Dynamical Evolution of Globular Clusters in Hierarchical Cosmology

TL;DR

This paper investigates the formation and dynamical evolution of globular clusters within high-redshift galaxies using cosmological simulations, showing their properties align with observed clusters and their evolution matches current models.

Contribution

It presents a comprehensive simulation-based study linking the formation of globular clusters in early galaxies to their present-day properties and distributions.

Findings

Model clusters match observed masses and sizes.

Orbits are isotropic within 50 kpc and radial beyond.
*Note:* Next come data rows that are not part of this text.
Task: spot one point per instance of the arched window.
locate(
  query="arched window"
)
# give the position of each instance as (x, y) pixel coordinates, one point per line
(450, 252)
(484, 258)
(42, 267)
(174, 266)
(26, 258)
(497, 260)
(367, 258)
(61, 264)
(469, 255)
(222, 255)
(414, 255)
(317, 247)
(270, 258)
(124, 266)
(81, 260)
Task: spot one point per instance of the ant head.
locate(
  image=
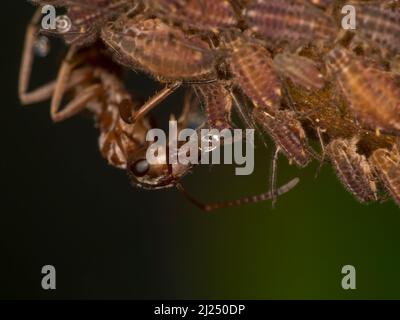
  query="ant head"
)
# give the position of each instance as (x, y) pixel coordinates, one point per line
(158, 174)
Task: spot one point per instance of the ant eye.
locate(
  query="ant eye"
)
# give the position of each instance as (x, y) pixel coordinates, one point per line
(140, 168)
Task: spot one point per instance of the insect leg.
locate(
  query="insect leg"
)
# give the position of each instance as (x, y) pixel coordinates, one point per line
(155, 100)
(78, 103)
(43, 92)
(274, 174)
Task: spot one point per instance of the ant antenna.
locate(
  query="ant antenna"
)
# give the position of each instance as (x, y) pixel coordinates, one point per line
(237, 202)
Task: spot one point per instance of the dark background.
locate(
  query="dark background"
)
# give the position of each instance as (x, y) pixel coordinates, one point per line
(61, 204)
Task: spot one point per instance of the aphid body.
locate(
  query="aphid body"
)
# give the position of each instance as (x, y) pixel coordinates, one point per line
(352, 169)
(373, 94)
(287, 132)
(209, 15)
(387, 166)
(289, 21)
(161, 50)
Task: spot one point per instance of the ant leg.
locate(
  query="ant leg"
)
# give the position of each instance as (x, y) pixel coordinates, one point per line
(233, 203)
(274, 174)
(27, 60)
(155, 100)
(67, 78)
(78, 103)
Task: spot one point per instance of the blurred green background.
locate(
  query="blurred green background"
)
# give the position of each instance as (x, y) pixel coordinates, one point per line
(62, 205)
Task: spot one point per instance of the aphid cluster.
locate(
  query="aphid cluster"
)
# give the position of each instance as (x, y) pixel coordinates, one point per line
(287, 66)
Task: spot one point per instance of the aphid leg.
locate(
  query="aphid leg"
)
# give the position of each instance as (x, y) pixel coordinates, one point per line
(322, 157)
(274, 175)
(191, 115)
(44, 92)
(155, 100)
(237, 202)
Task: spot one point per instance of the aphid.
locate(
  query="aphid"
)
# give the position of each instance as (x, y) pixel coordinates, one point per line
(88, 18)
(386, 164)
(253, 72)
(380, 24)
(289, 21)
(217, 100)
(288, 133)
(373, 94)
(302, 71)
(322, 3)
(207, 15)
(161, 50)
(352, 169)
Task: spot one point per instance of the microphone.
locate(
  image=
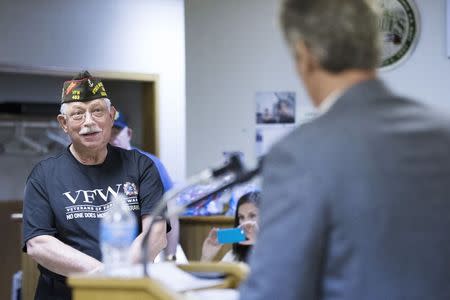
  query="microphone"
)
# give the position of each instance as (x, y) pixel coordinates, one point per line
(231, 174)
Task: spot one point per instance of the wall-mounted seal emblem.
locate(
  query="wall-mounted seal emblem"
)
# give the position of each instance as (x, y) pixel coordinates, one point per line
(399, 27)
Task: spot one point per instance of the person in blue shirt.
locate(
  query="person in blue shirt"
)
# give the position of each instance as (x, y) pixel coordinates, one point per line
(121, 136)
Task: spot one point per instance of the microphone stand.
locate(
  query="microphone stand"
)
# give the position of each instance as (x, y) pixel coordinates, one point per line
(233, 174)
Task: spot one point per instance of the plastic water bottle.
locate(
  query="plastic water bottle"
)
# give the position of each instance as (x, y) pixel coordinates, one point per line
(118, 229)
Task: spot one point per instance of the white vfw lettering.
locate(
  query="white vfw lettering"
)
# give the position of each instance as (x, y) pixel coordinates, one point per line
(89, 195)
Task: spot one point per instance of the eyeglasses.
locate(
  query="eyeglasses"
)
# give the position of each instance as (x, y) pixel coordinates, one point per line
(80, 116)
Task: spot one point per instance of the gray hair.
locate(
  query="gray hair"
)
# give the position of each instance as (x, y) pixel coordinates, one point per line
(341, 34)
(63, 108)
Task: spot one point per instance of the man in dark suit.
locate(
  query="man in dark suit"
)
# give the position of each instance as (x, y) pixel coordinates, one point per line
(356, 204)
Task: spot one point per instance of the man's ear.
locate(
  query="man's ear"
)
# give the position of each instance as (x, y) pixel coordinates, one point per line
(305, 60)
(62, 122)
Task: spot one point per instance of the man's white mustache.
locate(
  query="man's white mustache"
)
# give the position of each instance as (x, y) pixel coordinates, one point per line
(89, 130)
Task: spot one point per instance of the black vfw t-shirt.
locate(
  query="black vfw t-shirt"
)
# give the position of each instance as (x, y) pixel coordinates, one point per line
(66, 199)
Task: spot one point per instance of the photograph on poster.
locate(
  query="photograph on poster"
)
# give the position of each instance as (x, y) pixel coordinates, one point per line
(275, 107)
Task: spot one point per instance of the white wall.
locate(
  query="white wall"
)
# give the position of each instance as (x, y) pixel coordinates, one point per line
(144, 36)
(234, 48)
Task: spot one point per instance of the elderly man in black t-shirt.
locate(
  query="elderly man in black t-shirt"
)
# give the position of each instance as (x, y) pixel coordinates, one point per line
(67, 195)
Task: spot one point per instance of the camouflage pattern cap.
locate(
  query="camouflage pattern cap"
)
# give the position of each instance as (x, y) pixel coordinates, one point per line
(83, 87)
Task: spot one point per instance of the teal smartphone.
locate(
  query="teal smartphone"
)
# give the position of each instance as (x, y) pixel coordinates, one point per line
(230, 235)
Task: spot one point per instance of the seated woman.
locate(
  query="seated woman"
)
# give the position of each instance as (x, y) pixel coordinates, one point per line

Mass function evolves from power law to log-normal.

Abstract

We probe the evolution of globular clusters that could form in giant molecular clouds within high-redshift galaxies. Numerical simulations demonstrate that the large and dense enough gas clouds assemble naturally in current hierarchical models of galaxy formation. These clouds are enriched with heavy elements from earlier stars and could produce star clusters in a similar way to nearby molecular clouds. The masses and sizes of the model clusters are in excellent agreement with the observations of young massive clusters. Do these model clusters evolve into globular clusters that we see in our and external galaxies? In order to study their dynamical evolution, we calculate the orbits of model clusters using the outputs of the cosmological simulation of a Milky Way-sized galaxy. We find that at present the orbits are isotropic in the inner 50 kpc of the Galaxy and preferentially radial at larger distances. All clusters located outside 10 kpc from the center formed in the now-disrupted satellite galaxies. The spatial distribution of model clusters is spheroidal, with a power-law density profile consistent with observations. The combination of two-body scattering, tidal shocks, and stellar evolution results in the evolution of the cluster mass function from an initial power law to the observed log-normal distribution.